Al-baqa’ ba’da al-fana’ ditunjukkan kepada manusia paripurna yang harus bekerja dan beramal di dunia supaya membimbing dan menyempurnakan mereka yang belum sempurna. Jika tidak ada yang harus dikerjakan, Allah menyibukkan hamba-Nya dengan diri-Nya sendiri dalam kedudukan segala kedudukan (maqam al-maqamat).

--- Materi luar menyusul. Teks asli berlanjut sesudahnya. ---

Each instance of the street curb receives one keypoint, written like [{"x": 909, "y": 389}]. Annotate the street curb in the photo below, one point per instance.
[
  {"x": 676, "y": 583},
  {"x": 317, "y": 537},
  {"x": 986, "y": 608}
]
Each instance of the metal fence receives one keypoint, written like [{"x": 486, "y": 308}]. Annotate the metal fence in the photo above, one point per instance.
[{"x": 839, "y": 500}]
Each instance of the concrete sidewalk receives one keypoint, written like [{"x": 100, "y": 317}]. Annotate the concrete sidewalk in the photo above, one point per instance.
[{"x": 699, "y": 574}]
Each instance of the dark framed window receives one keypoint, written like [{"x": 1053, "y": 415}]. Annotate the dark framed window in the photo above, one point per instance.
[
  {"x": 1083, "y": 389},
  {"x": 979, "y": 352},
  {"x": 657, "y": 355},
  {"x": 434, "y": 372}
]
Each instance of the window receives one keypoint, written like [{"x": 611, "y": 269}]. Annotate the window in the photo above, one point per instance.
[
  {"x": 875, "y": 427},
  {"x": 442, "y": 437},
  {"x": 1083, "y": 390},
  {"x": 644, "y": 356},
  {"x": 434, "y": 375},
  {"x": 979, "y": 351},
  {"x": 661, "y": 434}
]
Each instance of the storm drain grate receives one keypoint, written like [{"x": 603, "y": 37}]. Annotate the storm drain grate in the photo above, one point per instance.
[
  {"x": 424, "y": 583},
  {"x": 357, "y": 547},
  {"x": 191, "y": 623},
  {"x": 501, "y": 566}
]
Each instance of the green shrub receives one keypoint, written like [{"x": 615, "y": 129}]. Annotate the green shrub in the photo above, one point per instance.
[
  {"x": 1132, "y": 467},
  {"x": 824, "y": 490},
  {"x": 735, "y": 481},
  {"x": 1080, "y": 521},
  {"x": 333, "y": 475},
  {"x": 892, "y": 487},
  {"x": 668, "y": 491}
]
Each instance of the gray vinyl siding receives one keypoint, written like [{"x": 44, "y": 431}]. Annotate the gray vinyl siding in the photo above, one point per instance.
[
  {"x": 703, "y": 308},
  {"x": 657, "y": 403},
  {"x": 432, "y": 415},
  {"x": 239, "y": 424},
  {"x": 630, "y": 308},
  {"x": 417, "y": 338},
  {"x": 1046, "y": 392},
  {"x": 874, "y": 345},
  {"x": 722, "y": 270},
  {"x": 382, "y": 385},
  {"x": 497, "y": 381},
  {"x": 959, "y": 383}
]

Sebagai akibat dari fana’ adalah baqa’ berarti kekal. Secara harfiah baqa’ berarti kekal, sedang menurut yang dimaksud para sufi, baqa’ adalah kekalnya sifat-sifat terpuji dan sifat-sifat Tuhan dalam diri manusia. Karena lenyapnya fana’ sifat-sifat basyariah, maka yang kekal adalah sifat-sifat ilahiah. Dalam istilah tasawuf fana’ dan baqa’ datang beriringan.

Baqa’ adalah kekalnya sifat-sifat ketuhanan, akhlak yang terpuji, ilmu pengetahuan dan kebersihan diri dari dosa dan maksiat. Untuk mencapai baqa’ ini perlu dilakukan usaha-usaha seperti:
1. bertaubat,
2. berdzikir,
3. beribadah, dan
4. menghiasai diri dengan akhlak terpuji.

Kesimpulan,
Yang dituju oleh fana’ dan baqa’ adalah mencapai persatuan secara rohaniah, dan batiniah dengan Tuhan, sehingga yang disadarinya hanya Tuhan dalam dirinya.

Referensi, Asy-Syaikh Ahmad ibnu Muhammad ibnu Atho'illah As-Sakandari,  Kitab Al-Hikam,  Pasal 18.